• From time to time I revisit my processes and self-made tools that create the XML and the tiles to keep them up-to-date. Since ever I have been converting the equirectangular image to cubes and then the cubes to tiles. For multiple resolutions of course. The following question has been asked a decade ago but I don't find a more recent one: Is this still the state of the art?

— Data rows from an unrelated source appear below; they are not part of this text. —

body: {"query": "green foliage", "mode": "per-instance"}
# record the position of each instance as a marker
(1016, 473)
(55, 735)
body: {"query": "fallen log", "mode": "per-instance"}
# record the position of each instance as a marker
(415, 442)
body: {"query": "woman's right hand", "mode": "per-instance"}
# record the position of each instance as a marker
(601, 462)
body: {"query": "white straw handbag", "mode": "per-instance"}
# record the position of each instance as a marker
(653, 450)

    I don't mind converting to cubes first, but I'm wondering if using a sphere instead would be fine as well (plus split the sphere into tiles). Is there an advantage for one or the other way? Which one creates the best results, sphere or cubes?


    Michael

  • Multiresolution CUBE is the most efficient projection in tile and data usage for full spherical imagery that is currently supported by krpano. Beyond 60 degrees latitude at the poles the spherical format starts to get quite wasteful (from 50% to 100% wasteful from 60 degrees to 90 degrees). The spherical format is best for partial panoramas, especially if they do not include much above or below 60 degrees latitudes. Technically, the percent waste is a 1- ( COS(angle above or below horizon)). A truly state of the art projection would be the spherical projection from -60 to +60 and a flat top and bottom multiresolution square projection of what is above 60 degrees (it would be a circle projected onto the square) as even the cube gets less efficient towards the corners. I don't know if this projection exists but would be happy to take credit and name it.

  • Hi,

    right, good explanation by odysseyjason!

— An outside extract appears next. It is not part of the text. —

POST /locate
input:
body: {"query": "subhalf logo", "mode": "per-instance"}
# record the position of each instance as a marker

    As always there are advantages and disadvantages, e.g.
    - the advantage of using spherical would be one less conversion step
    - but therefore the more tiles would need to be loaded to fully render the pole areas

    That means for smaller 360x180 panos that don't have many tiles using spherical can be a consideration.
    Or for panos that will be rarely viewed (or even zoomed-in) at the pole areas.

    Just test a few panos with cube-conversion and without. For doing that e.g. just change the 'converttocube=true' setting in the vtour-multires.config.

    Best regards,
    Klaus

  • Just test a few panos with cube-conversion and without. For doing that e.g. just change the 'converttocube=true' setting in the vtour-multires.config.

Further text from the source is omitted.